Taking a serious lesson from my extreme airline example, we in hospitality can’t forget our core values. Accommodation is a business of, by and for people. But we, like the rest of society, are moving toward self-service automation, telling ourselves all along the way that this is what the next generation wants, and the world really needs. Today, some hoteliers think the key to winning the battle is to leverage our service systems and splash a small dose of big data in a dialog box, so that service agents can feign recognition. Or better yet, we could just give our guests smartphone apps and keyless entry systems so that they can bypass the human interaction of the front desk altogether. No level of guest recognition would be required, and very soon, none will be expected.  
 
It’s not that we can’t automate that process, because we can. It’s that I’m not sure that eliminating human interaction – even though it can be very frustrating at times – is in our industry’s best interest.

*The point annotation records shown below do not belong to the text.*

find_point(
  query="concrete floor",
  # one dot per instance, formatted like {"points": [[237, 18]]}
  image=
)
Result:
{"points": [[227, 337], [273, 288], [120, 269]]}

Automation is the best weapon in the modern arsenal, but as counter-intuitive as it may seem, it is not the tool for providing memorable guest experiences. What automation does – and does very well – is speed processing, and eliminate the needless errors and omissions resulting from workplace drudgery. It is the means by which we can give hotel service agents more of the very same secret advantage that a smart Uber driver enjoys – more time to interact in a meaningful fashion. Time to respond with genuine concern and empathy to resolve a problem or lend assistance. Time to realize what would best serve a particular guest during his or her stay, and act accordingly. Time to be more genuinely human, and that’s all the time we need to surprise and delight our guests.